Message from the Dean
I love how Howard Dean stays on message. From Meet the Press:MR. GREGORY: Let me ask you about the big political news of the week, that of course related to Senator Joe Lieberman. Six years ago he was the vice presidential choice for your party. What happened?
MR. DEAN: I think he embraced George Bush’s policies, and the American people are tired of George Bush’s policies. They want a new direction in this country, and, and the voters have spoken.
MR. GREGORY: Should he get out of the race now?
MR. DEAN: I think so. Look, I know how hard this is for Joe, and he’s a good, good person. But the truth is I, I lost one of these races, and I got right behind my party’s nominee, and I think that’s what you have to do if you want to help the country. The way to help this country is to limit Republican power. They have failed in, in the budget, they’ve failed in Iraq, they’ve failed at—with Katrina. I just got back from North Dakota; there’s not—more than a war on terror going on in this country, there’s a war on the middle class going on. There—you know, those folks need help, and we need help domestically. We need a change in this country. We need a new direction, and I think Ned Lamont will give us that new direction.

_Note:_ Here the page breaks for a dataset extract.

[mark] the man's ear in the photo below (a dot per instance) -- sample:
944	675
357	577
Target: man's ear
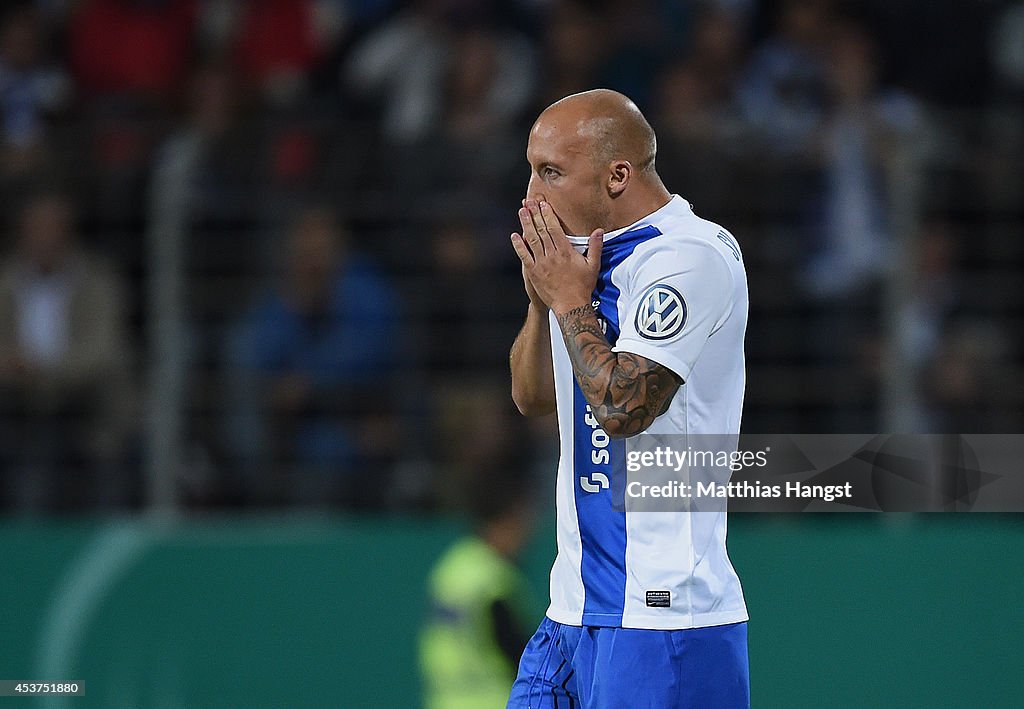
619	177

MR. GREGORY: Senator Lieberman led the charge against the new face of the party after his defeat, saying, in effect, it had been taken over by the liberal wing. This is what he had to say the day after his defeat on NBC’s “Today” show.
(Videotape, Wednesday):
SEN. JOE LIEBERMAN: I am committed to this campaign, to a different kind of politics, to bringing the Democratic Party back from Ned Lamont, Maxine Waters, to the mainstream.
(End videotape)
MR. GREGORY: “Back from the extreme.” Has the Democratic Party that, that you represent been taken over by the extreme?
MR. DEAN: You know, I think that was an unfortunate statement that Joe made.
That’s exactly the same line that Ken Mehlman and, and Dick Cheney are using. The truth is, Ned Lamont is a moderate. Ned Lamont earned his own living. He made a lot of money—and good for him—in, in this American system. He wants a balanced budget, he wants a sane defense policy, he wants health care for all Americans. That is what the Democratic Party believes in. The truth is, most Democrat—most people in this country, let alone Democrats, most Americans, by a large majority, agree with Led—Ned Lamont and not George Bush and, and Joe Lieberman.
...
MR. GREGORY: Let me ask you about something Senator Lieberman also said in the wake of the UK bombing plot. This is how it was reported in The Washington Post on Friday: “Campaigning in Connecticut, Senator Joseph Lieberman ... said the antiwar views of primary winner Ned Lamont would be ‘taken as a tremendous victory by the same people who wanted to blow up these planes in this plot hatched in England.’” Your, your reaction?
MR. DEAN: I think that’s—I think that’s outrageous. I mean, that’s the same—again, the same thing Dick Cheney, who’s been widely discredited by most Americans as essentially a propaganda machine, has said. It’s ridiculous. That is saying to the Connecticut voters that you don’t care about American security and saying to the Connecticut voters that they like al-Qaeda. That is a ridiculous thing. The Republicans hope, once again, to win an election based on fear. They—you know, fear-mongering, whining and complaining and name-calling is not going to lead America.